In October, the exchange stopped accepting new user registrations from Japan, citing ongoing discussions with regulators.

That decision indicated that continuing full operations without registration had become increasingly unsustainable.

Regulatory scrutiny intensified in February, when the Financial Services Agency asked app stores operated by Apple and Google to suspend downloads of five unregistered crypto exchanges.

Alongside Bybit, the list included MEXC Global, LBank Exchange, KuCoin and Bitget.

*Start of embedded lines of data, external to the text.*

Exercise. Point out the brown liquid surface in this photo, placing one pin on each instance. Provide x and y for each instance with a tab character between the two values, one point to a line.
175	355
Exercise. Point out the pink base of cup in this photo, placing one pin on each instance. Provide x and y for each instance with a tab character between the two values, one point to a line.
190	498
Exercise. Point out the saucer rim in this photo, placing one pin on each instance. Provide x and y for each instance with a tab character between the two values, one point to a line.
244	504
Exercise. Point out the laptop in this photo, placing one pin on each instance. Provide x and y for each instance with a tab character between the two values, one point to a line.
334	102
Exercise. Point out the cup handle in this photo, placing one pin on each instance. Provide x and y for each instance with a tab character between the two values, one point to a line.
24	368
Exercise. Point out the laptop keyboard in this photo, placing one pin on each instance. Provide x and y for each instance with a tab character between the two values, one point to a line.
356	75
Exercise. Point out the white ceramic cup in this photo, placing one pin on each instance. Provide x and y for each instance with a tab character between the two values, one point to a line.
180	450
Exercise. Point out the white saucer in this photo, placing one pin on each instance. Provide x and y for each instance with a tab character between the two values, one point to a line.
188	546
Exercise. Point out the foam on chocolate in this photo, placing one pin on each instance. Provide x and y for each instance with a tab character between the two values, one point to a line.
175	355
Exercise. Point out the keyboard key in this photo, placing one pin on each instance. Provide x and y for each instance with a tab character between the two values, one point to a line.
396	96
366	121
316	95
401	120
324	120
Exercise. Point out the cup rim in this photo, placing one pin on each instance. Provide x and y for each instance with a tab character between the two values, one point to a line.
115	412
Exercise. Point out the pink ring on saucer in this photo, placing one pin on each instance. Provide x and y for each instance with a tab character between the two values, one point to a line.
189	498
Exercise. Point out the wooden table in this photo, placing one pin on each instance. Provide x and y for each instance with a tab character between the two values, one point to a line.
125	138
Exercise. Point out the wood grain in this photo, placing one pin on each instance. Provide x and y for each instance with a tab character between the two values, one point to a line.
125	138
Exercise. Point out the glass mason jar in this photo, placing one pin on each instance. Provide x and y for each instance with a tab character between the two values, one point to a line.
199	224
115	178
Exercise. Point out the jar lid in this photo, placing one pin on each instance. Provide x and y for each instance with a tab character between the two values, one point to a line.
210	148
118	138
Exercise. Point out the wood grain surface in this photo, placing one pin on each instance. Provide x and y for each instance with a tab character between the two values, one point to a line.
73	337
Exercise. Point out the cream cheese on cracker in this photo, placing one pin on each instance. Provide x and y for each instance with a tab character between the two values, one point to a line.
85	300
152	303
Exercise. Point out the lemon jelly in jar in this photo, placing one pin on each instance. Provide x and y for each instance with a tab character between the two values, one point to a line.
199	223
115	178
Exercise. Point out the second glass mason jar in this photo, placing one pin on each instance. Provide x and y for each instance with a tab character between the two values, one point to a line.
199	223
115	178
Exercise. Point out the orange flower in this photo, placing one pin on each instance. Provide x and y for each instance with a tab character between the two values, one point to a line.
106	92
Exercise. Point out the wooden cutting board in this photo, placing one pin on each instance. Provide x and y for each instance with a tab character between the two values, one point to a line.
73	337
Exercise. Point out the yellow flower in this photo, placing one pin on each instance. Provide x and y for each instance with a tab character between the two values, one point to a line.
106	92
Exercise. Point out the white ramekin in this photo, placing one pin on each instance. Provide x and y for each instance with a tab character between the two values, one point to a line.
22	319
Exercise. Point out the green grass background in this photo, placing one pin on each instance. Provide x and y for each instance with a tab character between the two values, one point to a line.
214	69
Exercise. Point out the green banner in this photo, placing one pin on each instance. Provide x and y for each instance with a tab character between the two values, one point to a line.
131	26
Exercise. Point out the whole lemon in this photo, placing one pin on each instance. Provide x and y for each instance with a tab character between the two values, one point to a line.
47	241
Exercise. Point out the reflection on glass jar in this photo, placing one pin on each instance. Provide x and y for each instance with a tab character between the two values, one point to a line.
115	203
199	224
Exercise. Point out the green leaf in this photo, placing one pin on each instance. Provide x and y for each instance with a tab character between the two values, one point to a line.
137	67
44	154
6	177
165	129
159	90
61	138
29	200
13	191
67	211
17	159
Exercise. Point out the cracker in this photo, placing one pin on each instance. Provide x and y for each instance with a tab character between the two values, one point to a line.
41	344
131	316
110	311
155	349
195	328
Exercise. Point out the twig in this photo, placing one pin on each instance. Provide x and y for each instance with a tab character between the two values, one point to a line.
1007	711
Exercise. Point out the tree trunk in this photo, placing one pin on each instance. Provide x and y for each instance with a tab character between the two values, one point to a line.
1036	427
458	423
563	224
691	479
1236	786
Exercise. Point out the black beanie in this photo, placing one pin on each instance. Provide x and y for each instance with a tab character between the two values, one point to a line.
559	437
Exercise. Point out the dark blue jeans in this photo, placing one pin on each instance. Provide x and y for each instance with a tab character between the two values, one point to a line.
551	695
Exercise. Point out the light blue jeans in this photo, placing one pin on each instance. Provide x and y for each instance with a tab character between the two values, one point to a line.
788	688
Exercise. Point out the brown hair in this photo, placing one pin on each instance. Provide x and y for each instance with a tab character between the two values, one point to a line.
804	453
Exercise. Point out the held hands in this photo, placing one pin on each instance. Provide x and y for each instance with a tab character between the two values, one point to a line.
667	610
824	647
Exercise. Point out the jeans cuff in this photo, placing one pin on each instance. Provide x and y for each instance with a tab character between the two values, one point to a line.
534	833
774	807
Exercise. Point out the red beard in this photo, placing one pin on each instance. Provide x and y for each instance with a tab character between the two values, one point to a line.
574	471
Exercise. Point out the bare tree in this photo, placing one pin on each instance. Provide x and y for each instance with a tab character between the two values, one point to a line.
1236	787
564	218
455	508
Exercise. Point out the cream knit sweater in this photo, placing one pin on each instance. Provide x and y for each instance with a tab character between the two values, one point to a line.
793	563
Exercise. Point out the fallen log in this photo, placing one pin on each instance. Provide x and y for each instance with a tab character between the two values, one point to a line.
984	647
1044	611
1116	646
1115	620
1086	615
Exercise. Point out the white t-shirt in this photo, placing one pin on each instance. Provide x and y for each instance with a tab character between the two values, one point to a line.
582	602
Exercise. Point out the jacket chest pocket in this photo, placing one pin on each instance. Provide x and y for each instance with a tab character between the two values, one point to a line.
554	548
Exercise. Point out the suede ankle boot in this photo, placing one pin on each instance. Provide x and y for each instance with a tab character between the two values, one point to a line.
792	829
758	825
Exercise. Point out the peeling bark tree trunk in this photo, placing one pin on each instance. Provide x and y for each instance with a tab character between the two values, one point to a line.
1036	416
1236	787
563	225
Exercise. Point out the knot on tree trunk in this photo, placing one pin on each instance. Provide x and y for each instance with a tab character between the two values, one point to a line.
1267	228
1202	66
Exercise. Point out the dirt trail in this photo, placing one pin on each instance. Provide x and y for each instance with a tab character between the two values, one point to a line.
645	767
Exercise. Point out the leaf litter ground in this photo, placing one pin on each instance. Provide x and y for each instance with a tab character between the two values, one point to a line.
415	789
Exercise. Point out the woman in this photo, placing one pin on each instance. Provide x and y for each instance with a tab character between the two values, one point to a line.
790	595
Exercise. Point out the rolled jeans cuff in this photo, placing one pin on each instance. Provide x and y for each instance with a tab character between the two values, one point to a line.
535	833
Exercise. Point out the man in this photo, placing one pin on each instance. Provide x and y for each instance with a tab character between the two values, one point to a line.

The move reinforced Japan’s stance that access to local users must be tightly controlled.

Industry figures have warned that such strict regulation drives innovation to other jurisdictions.

In July, Maksym Sakharov, co-founder and CEO of WeFi, said Japan’s stringent oversight was prompting crypto development to leave the country as companies seek more flexible regulatory environments.

Despite pulling back from Japan, Bybit remains one of the most active exchanges globally.

Rather than exiting regulated markets entirely, Bybit is increasingly taking a jurisdiction-specific approach: limiting certain services in some regions while expanding where regulatory frameworks are clearer or more accommodating.

Expansion outside Japan

As it scales back in Japan, Bybit is simultaneously rebuilding its presence in other markets.

The exchange re-entered the UK after a two-year pause, launching a platform that offers spot trading and peer-to-peer services.

The UK return was structured through promotional arrangements approved by Archax rather than via direct UK registration.

Bybit has also strengthened its foothold in the Middle East.

Last month, it obtained a Virtual Asset Service Provider (VASP) license from the United Arab Emirates’ Securities and Commodities Authority, eight months after receiving a principles-based approval.

The license allows the exchange to expand services in a region that has actively positioned itself as a hub for digital asset firms.